Friday, March 07, 2003

300...the benchmark of a good hitter...

Texas prepares for 300th execution since revival of death penalty

LIVINGSTON -- Convicted killer Delma Banks could become a historical footnote Wednesday night when he's scheduled to die by injection.

He's in line to become the 300th Texas prisoner executed since the state resumed capital punishment in 1982.

Banks has been on death row since 1980 for killing 16-year-old Wayne Whitehead of Texarkana area and then stealing the victim's car.

Michael Dewayne Johnson had been scheduled to be No. 300 until he and another death row inmate got temporary reprieves last month.

In the first two months of this year, Texas put nine men to death and is on pace to break its record of 40 executions carried out in 2000.

The 300 Texas executions account for more than one-third of all the executions in the nation since 1976.

Monday, March 03, 2003

Morbid Monday....

A visit to www.deathpenaltyinfo.org's list of botched executions...

34 times when the best-laid plans did go awry....though trying to find a vein for injections hardly seems like a botch.

A few to ponder on....plus, a Pogo the Clown Alert!

April 22, 1983. Alabama. John Evans. Electrocution. After the first jolt of electricity, sparks and flames erupted from the electrode attached to Evans's leg. The electrode burst from the strap holding it in place and caught on fire. Smoke and sparks also came out from under the hood in the vicinity of Evans's left temple. Two physicians entered the chamber and found a heartbeat. The electrode was reattached to his leg, and another jolt of electricity was applied. This resulted in more smoke and burning flesh. Again the doctors found a heartbeat. Ignoring the pleas of Evans's lawyer, a third jolt of electricity was applied. The execution took 14 minutes and left Evans's body charred and smoldering.

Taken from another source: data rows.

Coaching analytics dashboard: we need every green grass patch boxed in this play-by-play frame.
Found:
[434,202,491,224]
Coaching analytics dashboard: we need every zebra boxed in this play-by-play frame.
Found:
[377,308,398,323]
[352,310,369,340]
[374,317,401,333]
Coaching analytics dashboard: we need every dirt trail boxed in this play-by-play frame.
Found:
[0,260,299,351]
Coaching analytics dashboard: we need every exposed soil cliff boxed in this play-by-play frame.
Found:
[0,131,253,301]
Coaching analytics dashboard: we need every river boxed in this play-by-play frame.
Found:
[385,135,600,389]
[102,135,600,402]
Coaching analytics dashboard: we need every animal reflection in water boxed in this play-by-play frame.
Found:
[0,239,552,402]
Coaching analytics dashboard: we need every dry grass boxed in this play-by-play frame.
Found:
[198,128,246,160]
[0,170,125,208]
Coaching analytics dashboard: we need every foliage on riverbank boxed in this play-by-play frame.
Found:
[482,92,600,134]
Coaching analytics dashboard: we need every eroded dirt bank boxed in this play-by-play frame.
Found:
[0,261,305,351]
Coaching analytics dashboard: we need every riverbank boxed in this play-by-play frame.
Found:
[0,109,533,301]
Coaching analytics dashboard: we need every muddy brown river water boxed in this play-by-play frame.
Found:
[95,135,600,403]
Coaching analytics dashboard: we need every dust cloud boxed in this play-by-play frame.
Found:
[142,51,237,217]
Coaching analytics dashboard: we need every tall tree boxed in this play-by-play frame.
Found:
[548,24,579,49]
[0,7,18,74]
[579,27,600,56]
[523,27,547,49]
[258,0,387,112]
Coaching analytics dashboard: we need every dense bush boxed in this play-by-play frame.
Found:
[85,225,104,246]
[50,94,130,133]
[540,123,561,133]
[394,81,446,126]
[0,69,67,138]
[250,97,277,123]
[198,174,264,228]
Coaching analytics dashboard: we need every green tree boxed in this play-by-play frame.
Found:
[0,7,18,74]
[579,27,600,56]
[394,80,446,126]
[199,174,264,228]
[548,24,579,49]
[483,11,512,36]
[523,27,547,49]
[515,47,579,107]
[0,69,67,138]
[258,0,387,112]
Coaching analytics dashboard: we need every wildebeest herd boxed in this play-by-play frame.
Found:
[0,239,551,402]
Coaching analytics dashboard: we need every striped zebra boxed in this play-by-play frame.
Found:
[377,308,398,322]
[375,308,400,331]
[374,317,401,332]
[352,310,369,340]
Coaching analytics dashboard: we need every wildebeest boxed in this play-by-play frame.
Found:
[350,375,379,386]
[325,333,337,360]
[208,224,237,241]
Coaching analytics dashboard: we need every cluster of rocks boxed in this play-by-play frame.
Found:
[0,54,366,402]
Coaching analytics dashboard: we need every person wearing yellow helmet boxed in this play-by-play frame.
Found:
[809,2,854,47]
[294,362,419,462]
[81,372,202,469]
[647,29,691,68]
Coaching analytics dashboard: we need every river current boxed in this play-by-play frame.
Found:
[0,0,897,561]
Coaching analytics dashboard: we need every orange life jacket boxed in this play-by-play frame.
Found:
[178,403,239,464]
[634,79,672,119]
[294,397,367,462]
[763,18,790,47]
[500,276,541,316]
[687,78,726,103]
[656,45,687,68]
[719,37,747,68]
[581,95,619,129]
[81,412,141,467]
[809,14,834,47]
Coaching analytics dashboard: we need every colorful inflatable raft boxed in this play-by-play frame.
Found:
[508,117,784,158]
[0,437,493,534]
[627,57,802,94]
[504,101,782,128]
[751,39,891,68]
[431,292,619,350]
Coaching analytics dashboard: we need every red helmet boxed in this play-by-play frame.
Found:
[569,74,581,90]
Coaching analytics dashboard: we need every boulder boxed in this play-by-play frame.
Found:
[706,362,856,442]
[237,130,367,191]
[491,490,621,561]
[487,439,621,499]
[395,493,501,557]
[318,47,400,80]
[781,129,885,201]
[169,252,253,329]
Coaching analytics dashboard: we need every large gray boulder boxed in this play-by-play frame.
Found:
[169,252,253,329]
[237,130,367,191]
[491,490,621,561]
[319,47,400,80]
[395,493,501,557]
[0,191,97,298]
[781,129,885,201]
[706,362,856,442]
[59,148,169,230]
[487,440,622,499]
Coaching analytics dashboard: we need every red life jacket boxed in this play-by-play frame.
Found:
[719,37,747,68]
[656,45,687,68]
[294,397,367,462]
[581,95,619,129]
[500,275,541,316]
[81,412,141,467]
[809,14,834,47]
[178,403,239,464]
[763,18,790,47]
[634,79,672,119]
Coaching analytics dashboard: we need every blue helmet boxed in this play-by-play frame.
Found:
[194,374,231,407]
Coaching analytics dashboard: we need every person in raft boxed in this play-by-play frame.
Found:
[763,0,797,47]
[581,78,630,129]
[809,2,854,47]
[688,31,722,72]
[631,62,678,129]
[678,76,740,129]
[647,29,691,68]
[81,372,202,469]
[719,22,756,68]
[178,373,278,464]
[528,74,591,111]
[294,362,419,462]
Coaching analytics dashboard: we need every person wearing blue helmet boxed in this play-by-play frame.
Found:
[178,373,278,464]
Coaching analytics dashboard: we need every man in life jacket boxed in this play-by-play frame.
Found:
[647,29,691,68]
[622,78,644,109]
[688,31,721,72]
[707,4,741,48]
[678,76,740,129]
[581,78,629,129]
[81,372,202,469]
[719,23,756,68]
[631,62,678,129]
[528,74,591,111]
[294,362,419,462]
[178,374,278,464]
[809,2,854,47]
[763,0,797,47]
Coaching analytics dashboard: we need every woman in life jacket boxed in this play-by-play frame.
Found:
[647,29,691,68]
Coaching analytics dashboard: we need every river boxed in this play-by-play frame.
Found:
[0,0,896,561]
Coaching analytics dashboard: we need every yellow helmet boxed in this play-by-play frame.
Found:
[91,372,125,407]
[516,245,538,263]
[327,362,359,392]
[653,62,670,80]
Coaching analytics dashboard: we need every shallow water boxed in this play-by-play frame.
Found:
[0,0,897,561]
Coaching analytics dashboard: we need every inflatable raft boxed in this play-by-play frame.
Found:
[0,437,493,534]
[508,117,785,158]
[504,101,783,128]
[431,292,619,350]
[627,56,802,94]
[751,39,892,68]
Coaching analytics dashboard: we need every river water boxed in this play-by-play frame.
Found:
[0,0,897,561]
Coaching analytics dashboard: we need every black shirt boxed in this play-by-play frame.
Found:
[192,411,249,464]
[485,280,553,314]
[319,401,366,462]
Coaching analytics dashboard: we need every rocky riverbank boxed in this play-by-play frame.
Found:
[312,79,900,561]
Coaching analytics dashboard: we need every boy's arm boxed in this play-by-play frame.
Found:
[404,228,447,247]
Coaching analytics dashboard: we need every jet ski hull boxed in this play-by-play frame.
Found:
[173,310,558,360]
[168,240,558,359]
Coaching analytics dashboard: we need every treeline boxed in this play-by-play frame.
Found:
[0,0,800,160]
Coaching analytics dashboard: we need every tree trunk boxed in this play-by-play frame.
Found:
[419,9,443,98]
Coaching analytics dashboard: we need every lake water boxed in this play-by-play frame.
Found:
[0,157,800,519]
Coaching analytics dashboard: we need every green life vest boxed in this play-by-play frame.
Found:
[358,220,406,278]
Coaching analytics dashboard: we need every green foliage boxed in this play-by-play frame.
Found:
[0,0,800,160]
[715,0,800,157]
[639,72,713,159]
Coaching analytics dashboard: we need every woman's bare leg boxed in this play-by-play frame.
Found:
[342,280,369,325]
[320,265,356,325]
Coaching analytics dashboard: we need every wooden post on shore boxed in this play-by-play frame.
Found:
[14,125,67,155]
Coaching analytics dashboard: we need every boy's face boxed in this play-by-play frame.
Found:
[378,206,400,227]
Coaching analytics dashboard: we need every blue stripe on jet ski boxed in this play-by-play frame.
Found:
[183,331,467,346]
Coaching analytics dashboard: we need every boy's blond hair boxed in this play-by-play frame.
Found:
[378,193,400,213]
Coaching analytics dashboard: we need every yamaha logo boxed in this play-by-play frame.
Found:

May 10, 1994. Illinois. John Wayne Gacy. Lethal Injection. After the execution began, the lethal chemicals unexpectedly solidified, clogging the IV tube that lead into Gacy's arm, and prohibiting any further passage. Blinds covering the window through which witnesses observed the execution were drawn, and the execution team replaced the clogged tube with a new one. Ten minutes later, the blinds were then reopened and the execution process resumed. It took 18 minutes to complete. Anesthesiologists blamed the problem on the inexperience of prison officials who were conducting the execution, saying that proper procedures taught in "IV 101" would have prevented the error.

After killing at least 33 boys, does it bother anyone that Pogo had a "botch."



Sunday, March 02, 2003

NEW FISH ARRIVES IN ILLINOIS...

Death Row is now open for business...

the deets...


Inmates greet killer with chants of 'death row'

By Dave Fopay Charleston Times-Courier

CHARLESTON, Ill. - A guard who took Anthony B. Mertz to prison said Friday the convicted killer was like a "wilting flower" when inmates began chanting "death row" upon his arrival.

Coles County Courthouse security chief Oren Lockhart was one of four officers who took Mertz, convicted of the 2001 killing of Rolling Meadows native Shannon McNamara, to Stateville Correctional Center near Joliet on Thursday for processing - just one day after a downstate Coles County jury had sentenced him to death.

Lockhart said he was surprised other inmates being processed there were able to recognize Mertz as the first inmate on Illinois recently emptied death row.

"For a short period of time, those prisoners started chanting 'death row,'" Lockhart said. "He was definitely disturbed."

He said Mertz, 26, showed no emotion on the trip to the prison, but slumped over in fear apparent when he heard inmates' chants.

"If he wasn't afraid, he's crazier than I thought he was," Lockhart said.

Guards at the prison also knew Mertz was headed for death row, he added, and made comments like, "You guys are famous" upon Mertz's arrival to Stateville.